When you identify clearly toxic links and can't get them removed through outreach to the linking site, the Google Disavow Tool allows you to tell Google to ignore those links when assessing your site.

Step 1: Attempt outreach first

Before disavowing, attempt to contact the linking site to request removal. Document these attempts. This step is often skipped for obvious spam sites where outreach is pointless, but it's recommended for legitimate sites that are linking problematically.

Step 2: Create the disavow file

The disavow file is a plain text file with one URL or domain per line:

# Links from obvious spam network domain:spammydomain.com domain:linkseller.net https://specificspampage.com/your-link

Disavow at the domain level (domain:) for clearly toxic domains; at the URL level for isolated problematic pages on otherwise legitimate domains.

Step 3: Upload in Search Console

Google Search Console → Links → Disavow links. Upload the file. Google will process the disavow and stop counting the listed links.

Important caveats:

  • Only disavow links you're confident are harmful or manipulative. Disavowing legitimate links can hurt rankings.

  • The disavow tool is for situations where toxic links may be causing problems — don't disavow every low-quality link. Low-quality links that are neutral don't require disavowing.

  • Google's algorithm already discounts many low-quality links automatically. Manual disavow is primarily needed for sites with penalty risk from historical link schemes.

Blakfy performs backlink audits for clients — analyzing full link profiles, identifying links that may be suppressing rankings, managing disavow file submissions, and using audit findings to guide future link building toward the types of links producing the most positive ranking impact.

Frequently Asked Questions

Does having bad backlinks hurt rankings?

Google's algorithm automatically discounts many low-quality links — a few poor links typically don't cause ranking problems.

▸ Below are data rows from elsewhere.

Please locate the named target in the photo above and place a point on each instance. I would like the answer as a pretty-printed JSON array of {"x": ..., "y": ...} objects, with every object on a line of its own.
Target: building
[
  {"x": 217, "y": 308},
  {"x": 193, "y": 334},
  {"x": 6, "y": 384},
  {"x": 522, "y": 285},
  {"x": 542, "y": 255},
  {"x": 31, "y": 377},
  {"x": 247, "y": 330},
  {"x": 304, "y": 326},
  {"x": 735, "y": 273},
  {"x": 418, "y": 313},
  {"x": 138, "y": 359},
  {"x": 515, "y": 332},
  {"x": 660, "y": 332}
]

However, patterns of manipulative linking (large volumes of exact-match anchor text links, clear PBN networks pointing to a site) can result in algorithmic suppression or manual penalties. Sites that have actively purchased links or used link schemes are most at risk and most benefit from backlink audits.

How do I know if my rankings dropped because of bad backlinks?

If a ranking drop corresponds to a Google algorithm update (particularly Penguin updates, which target link quality), toxic backlinks are a likely cause. Check if the drop was sudden (suggests algorithmic action) and correlates with the timing of known updates. Check if the drop affected all pages proportionally (site-wide issue, possibly link-related) versus specific pages (more likely content or competition changes). Google Search Console's Manual Actions section shows explicit link penalties.

How often should I run a backlink audit?

For sites not actively doing link building, annually is sufficient. For sites with active link building programs, quarterly audits catch any low-quality links from new campaigns before they accumulate. For sites that have previously used questionable link tactics, more frequent monitoring is appropriate until the link profile is clean.

Should I disavow low-authority links?

Not automatically. Low-authority links that aren't clearly spam are typically neutral — they neither help nor hurt. Disavowing them provides no benefit and wastes the time required to process the disavow file. Reserve disavow for links that show clear spam characteristics: link farms, PBNs, sites with unnatural link profiles, or hacked pages where your link was inserted by a third party.